Bajo la premisa de que hay enfermos y no enfermedades; es decir, con la idea de que los padecimientos atacan a cada quien de manera diferente, Axel Munthe ahonda en la psique de sus pacientes: busca entonces asociar la enfermedad física con alguna dolencia espiritual. Esta última termina siendo siempre más inquietante, compleja y perturbadora. Estremecido por su memoria, así lo cuenta en el prólogo:
“He recordado a alguno de ellos en este libro, tal como los he visto vivir, sufrir y morir. Era cuanto podía hacer por ellos. Todos eran gente humilde; ninguna cruz marmórea señala sus fosas y muchos de ellos estaban olvidados antes de morir. Ahora todos están bien”.
En otro instante, desvela la falsedad de algunos de sus héroes y artistas de la época con respecto al trato temerario, casi valiente, que dan a la muerte en sus obras:
“Poetas y filósofos que, en sonoros versos y en prosa, saludan como libertadora a la muerte, palidecen con solo oír el nombre de esta su mejor amiga. Leopardi, el más grande poeta de la Italia moderna, que deseaba la muerte en exquisitas rimas desde que era muchacho, fue el primero en huir cuando el cólera apareció en Nápoles.
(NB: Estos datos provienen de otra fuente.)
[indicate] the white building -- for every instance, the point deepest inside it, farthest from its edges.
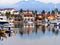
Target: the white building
(11, 10)
(28, 20)
(16, 12)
Hasta el gran Montaigne escapó como un conejo cuando surgió la peste en Burdeos (…) Personalmente no conozco más que una excepción a esta regla: Guy de Maupassant”.
Pero, como se ha mencionado ya, no sólo se ocupó de las celebridades; también fijó su mirada en las minucias cotidianas y en los anónimos malvivientes, en las prostitutas y en los vagabundos, en los delincuentes y en las comadronas, en los ociosos y en los sibaritas, en los creyentes y en los supersticiosos, en los obreros y en las amas de llaves, en la servidumbre de la realeza y en los fugaces líderes de las distintas comarcas. En cada una de estas viñetas prevalece el aire compasivo del narrador, la piedad inherente a sus principios y el dilema entre prolongar la vida pese al suplicio de la enfermedad o la luminosa posibilidad de la eutanasia.
Tras su publicación, el médico fue cuestionado por un sector de la crítica a raíz de que hay pasajes y escenas del libro que no parecen reales, creíbles, y que lindan con lo que hoy llamamos “autoficción”, ese territorio en el cual lo real y la fantasía se confunden.
En todo caso, qué más da si el doctor Munthe imaginó e inventó algunos personajes y episodios, o articuló un universo a su antojo. La suya es alta literatura. La única verdad está en los sentimientos, se defendió innecesariamente el escritor cuando aumentaron las dudas sobre su obra.
La Historia de San Michele debe reeditarse, debe volver a circular como en sus años mejores; el volumen de sus historias siempre exóticas, siempre estrafalarias y por lo mismo ciertas, hablan de un mundo ya inexistente y que seguro influyó en autores postreros. Algo asimilaron de esta narrativa Truman Capote, Nelson Algren y George V. Higgins, entre otros.
Hacia el desenlace del tomo, el doctor Axel Munthe reflexiona: “Al fin y al cabo sólo Dios sabe de cuánto he de responder. Será para mí como un cumplimiento no ser creído, porque el más grande compilador de historias sensacionales es la vida… Pero ¿es siempre verdadera la vida?”